If you want to run the whole feature locally, the usual flow is:

  1. Start the docs API from apps/backend/
  2. Start the docs site from apps/docs/
  3. Build or serve the docs site so docs-export.json exists
  4. Run the indexer against that export

Example commands:

Terminal window
# Start the docs AI API
cd apps/backend
PYTHONPATH=.:src POSTGRESQL_HOST=localhost uv run fastapi dev src/docs_api.py --host 0.0.0.0 --port 8042
Terminal window
# Start the docs frontend
npx nx serve docs
Terminal window
# Index the docs export into pgvector
cd apps/backend
POSTGRESQL_HOST=localhost uv run python -m cli_tools.index_docs --source ../docs/dist/docs-export.json --clear

You can also trigger reindexing through the protected API endpoint if DOCS_AI_REINDEX_SECRET is configured.

If you need to debug or extend the feature, these are the main files:

AreaFiles
Docs UIapps/docs/src/components/Header.astro, apps/docs/src/components/AskAiChat.astro
Exported corpusapps/docs/src/pages/docs-export.json.ts
API serverapps/backend/src/docs_api.py
OpenRouter clientapps/backend/src/scripts/services/docs_ai/client.py
Embeddingsapps/backend/src/scripts/services/docs_ai/embedder.py
Retrievalapps/backend/src/scripts/services/docs_ai/retriever.py
Answer generationapps/backend/src/scripts/services/docs_ai/generator.py
Chunkingapps/backend/src/scripts/services/docs_ai/chunker.py
Indexingapps/backend/src/scripts/services/docs_ai/indexer.py, apps/backend/cli_tools/index_docs.py
Feedback and scoringapps/backend/src/scripts/services/docs_ai/feedback.py
Data modelsapps/backend/src/scripts/models/docs_ai_models.py, apps/backend/src/scripts/models/models.py
Database migrationsapps/backend/migrations/versions/cc2d0adef6af_add_docs_embeddings_table.py, apps/backend/migrations/versions/d4e2f6a19c41_add_docs_ai_interactions.py

Ask AI is intentionally narrow.
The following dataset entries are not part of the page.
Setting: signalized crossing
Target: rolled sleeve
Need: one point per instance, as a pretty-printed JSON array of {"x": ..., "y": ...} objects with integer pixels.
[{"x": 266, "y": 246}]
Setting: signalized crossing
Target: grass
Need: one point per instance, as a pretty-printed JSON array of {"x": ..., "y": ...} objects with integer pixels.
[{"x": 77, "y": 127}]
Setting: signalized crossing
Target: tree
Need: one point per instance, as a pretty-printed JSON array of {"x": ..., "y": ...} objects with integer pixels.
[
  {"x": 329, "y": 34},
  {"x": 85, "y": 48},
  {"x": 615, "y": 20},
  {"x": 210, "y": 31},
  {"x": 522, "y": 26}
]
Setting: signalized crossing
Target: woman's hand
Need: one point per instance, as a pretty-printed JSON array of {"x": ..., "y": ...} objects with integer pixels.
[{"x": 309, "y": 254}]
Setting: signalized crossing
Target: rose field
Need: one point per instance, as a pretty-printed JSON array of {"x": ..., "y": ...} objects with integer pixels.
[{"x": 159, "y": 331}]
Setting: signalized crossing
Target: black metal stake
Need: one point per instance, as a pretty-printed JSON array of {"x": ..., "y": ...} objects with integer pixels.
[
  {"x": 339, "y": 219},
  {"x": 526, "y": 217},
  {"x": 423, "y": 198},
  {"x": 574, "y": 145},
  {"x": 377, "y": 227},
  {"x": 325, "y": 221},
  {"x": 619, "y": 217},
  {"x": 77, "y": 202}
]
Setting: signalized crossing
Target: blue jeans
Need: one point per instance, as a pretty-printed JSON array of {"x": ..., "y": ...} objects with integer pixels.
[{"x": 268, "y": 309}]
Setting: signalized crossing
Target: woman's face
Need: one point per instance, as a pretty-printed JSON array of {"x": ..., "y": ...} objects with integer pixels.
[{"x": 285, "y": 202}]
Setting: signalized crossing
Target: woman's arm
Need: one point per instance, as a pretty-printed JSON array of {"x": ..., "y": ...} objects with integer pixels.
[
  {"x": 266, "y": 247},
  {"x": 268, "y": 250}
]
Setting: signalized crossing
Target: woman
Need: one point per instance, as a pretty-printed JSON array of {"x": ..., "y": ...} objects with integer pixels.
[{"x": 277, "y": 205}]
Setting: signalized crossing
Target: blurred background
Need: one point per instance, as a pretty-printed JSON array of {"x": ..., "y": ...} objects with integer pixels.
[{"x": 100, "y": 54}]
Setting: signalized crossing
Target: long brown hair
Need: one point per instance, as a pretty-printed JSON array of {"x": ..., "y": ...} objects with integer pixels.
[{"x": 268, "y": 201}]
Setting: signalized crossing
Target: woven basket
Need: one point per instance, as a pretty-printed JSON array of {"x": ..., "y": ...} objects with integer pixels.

It answers questions about the published docs. It does not have the full session memory, permissions model, tool access, or long-running workflow support that the in-app Eric assistant has.

That narrower shape is a good thing here. The docs-site assistant is fast, simple, public, and easy to reason about. It only works if the documentation is actually there. When it fails, the team can usually trace the problem to one of four places: the page was never documented, the index is stale, retrieval picked weak chunks, or the answer model could not turn good context into a clean response.